LAS BOTAS DE NIEVE
Desde mi
cama escuché que alguien golpeaba a la puerta. Me levanté y fui a atender.
Cuando abrí, apareció ante mí un completo desconocido. Delgado, contextura
pequeña y de mirada sumisa.
Le di las
buenas tardes y me dispuse a escuchar la llegada del Apocalipsis o el pedido de
colaboración para alguna rifa. En cambio escuché que el hombre, en un rústico
español, me decía: “Acabo de llegar de un lugar muy lejano, y he venido hasta
aquí sólo para verlo”.
–¿A mí? –pregunté
con sorpresa
–Sí –me
respondió enfático.
Luego me
explicó que en ese lugar lejano él tenía un maestro, y que ese maestro le había
dado mi dirección (me mostró un papelito arrugado en el que se leía la dirección
de mi casa), y que el había encomendado una tarea: observarme durante un tiempo
y aprender una lección. Luego de cumplir con su cometido, se marcharía y
regresaría a su lugar de origen.
–Absurdo –le
dije– no lo conozco, nunca oí hablar de su maestro y, sobre todo, dudo mucho de
que tenga una lección para darle.
En ese
momento noté algo en lo que no había reparado al principio: el hombre llevaba puestas
unas botas sucias cargadas de nieve, como si recién hubiera estado caminando
por un terreno nevado. Ese detalle resultaba insólito, porque en nuestra ciudad
casi nunca nieva y aparte estábamos en pleno verano.
El
desconocido insistió. Lo dejé pasar. Le di algo de tomar y al rato se quedó
dormido. Aunque más que dormido parecía haberse quedado inmóvil, con los ojos
cerrados, en la silla donde se había sentado. No me atreví a despertarlo.

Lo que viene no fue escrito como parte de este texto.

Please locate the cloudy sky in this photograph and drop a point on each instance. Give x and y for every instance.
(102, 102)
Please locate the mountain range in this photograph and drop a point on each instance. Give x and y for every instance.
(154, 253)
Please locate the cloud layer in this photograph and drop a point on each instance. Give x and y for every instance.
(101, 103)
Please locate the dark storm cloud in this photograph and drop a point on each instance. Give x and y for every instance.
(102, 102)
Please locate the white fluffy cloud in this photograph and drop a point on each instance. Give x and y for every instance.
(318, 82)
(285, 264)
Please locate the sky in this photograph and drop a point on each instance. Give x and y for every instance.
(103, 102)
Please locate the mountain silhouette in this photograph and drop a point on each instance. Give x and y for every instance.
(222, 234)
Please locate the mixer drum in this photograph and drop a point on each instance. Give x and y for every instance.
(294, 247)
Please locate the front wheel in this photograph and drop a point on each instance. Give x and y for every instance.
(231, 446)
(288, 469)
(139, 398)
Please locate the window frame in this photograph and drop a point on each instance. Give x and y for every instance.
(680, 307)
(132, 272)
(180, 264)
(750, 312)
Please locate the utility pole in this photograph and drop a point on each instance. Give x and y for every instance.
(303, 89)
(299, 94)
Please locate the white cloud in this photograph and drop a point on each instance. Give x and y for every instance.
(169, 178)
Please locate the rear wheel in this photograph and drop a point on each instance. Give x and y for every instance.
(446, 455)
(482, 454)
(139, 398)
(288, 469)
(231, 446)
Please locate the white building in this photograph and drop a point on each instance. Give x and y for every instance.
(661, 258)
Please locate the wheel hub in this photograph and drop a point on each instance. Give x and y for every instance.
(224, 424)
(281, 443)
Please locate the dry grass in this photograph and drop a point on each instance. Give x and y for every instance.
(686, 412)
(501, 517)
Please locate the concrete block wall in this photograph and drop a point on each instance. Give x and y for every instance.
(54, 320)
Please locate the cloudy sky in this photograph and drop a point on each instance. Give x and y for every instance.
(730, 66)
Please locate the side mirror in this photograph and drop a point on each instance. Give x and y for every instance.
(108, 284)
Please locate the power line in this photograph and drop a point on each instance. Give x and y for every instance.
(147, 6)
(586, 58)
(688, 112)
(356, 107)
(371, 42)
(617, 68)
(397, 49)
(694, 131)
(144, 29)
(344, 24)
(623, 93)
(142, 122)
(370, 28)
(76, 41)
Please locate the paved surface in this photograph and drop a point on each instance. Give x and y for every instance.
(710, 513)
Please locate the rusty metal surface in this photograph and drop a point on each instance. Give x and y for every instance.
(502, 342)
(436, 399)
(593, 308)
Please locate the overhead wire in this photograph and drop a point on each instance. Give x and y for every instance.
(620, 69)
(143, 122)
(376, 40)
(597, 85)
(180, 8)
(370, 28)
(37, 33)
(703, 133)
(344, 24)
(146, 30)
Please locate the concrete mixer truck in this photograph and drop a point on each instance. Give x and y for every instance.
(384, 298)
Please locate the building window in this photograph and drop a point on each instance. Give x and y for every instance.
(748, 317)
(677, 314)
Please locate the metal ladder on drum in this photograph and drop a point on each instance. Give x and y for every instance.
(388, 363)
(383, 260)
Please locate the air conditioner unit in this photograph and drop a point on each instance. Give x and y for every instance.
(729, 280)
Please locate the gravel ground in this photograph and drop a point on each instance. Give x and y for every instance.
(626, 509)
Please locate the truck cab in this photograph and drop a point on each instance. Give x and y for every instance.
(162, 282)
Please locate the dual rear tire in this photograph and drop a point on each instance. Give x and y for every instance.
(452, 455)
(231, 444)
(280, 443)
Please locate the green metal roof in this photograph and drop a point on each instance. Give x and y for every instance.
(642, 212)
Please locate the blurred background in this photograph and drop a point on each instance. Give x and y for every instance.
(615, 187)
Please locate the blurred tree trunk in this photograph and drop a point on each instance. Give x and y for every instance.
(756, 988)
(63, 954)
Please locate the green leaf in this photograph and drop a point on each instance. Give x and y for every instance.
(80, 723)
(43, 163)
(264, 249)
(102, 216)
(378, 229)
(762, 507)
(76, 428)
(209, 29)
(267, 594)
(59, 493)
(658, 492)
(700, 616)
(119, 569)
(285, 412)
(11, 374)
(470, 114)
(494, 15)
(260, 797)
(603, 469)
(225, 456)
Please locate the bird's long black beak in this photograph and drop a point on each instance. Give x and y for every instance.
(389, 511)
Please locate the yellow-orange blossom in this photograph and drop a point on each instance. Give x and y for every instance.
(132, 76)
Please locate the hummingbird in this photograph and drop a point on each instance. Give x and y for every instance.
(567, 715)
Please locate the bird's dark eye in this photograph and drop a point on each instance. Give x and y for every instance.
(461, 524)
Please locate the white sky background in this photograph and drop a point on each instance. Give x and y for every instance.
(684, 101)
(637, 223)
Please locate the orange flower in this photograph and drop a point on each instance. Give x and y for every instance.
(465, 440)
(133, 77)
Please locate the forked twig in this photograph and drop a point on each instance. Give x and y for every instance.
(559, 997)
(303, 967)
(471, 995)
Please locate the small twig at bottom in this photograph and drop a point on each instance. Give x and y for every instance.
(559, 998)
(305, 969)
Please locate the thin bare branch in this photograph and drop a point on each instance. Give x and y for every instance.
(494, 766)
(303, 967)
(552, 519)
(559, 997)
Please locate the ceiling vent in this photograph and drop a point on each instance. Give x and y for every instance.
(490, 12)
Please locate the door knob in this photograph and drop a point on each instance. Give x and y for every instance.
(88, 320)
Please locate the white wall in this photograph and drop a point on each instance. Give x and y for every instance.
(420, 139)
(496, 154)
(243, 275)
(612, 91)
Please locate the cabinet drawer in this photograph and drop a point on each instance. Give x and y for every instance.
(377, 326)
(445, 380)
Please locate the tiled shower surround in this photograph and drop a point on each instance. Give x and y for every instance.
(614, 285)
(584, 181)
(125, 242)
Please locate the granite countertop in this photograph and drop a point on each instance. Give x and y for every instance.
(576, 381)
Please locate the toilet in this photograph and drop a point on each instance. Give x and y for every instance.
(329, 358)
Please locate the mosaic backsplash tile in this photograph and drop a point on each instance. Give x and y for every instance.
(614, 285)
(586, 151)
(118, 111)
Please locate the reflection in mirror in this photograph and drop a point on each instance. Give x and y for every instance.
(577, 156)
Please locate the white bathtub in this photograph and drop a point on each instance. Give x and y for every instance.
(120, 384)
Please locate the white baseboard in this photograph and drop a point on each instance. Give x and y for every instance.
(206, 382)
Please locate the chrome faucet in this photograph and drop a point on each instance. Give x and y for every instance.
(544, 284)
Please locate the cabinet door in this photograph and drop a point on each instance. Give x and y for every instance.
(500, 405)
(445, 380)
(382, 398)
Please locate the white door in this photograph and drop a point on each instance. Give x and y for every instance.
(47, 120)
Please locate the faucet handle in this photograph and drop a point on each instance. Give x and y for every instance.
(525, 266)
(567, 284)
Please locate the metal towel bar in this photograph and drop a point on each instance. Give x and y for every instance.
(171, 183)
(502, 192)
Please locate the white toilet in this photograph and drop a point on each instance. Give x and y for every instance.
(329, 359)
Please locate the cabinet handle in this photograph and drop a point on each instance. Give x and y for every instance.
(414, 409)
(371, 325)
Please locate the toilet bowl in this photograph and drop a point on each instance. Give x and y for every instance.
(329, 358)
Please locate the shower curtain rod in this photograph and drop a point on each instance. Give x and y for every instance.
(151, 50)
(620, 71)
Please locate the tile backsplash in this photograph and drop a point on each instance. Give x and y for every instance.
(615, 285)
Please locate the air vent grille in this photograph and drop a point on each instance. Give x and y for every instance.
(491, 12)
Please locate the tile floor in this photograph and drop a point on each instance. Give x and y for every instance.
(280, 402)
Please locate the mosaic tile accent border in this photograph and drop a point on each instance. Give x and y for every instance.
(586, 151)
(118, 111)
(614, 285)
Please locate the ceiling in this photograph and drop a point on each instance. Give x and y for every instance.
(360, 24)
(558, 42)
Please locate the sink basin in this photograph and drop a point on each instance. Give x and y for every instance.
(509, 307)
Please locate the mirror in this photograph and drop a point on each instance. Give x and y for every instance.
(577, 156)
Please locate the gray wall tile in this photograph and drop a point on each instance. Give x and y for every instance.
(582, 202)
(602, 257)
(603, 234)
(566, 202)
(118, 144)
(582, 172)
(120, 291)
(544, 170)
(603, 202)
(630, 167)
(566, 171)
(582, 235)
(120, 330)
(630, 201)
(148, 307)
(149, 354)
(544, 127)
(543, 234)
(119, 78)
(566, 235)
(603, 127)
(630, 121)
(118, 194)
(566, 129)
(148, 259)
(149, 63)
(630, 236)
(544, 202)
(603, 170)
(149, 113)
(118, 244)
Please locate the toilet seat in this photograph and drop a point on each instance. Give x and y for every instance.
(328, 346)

Mientras estuvo ahí, quieto, la nieve de sus botas se fue derritiendo y dejó un
charquito de agua a sus pies.
De manera
inexplicable, pero casi con naturalidad –yo mismo no podía creer mi confiada
actitud– dejé que el desconocido se quedara en casa. Desde el primer día no
hizo otra osa que observarme. Su presencia, tranquila y distante, se asemejaba
a la de un animal (un gato, quizá) que no requería la más mínima atención. Apenas
hablábamos, era limpio, frugal, ordenado… Un huésped irreprochable cuya única
actividad parecía ser el cumplimiento de la insensata tarea que se le había
encomendado.
Una noche
me dijo:
–Mañana por
la mañana me marcho.
–Eso quiere
decir entonces que ya has aprendido la lección…
–Sí,
gracias –contestó con una leve reverencia.
Al día
siguiente me levanté temprano; él ya estaba listo para irse. Nuestra despedida
fue breve. Recuerdo que esa mañana estuve a punto de preguntarle cuál era la
lección que supuestamente había aprendido, pero creo que cierto orgullo me
impidió hacerlo. Más tarde, pensando en lo ocurrido, no dejaba de sorprenderme
el hecho de que alguien hubiera aprendido de mí lo que yo mismo no sabía. ¿Acaso
era posible ser un maestro ignorante? –me preguntaba.
Jamás lo volví
a ver. Sólo una vez tuve noticias suyas. Un tiempo después de que se marchara
apareció debajo de la puerta un sobre sin remitente ni ello postal; al abrirlo
me encontré con una foto en la que se lo veía a él, de lejos, parado junto a un
anciano, en medio de un paisaje nevado.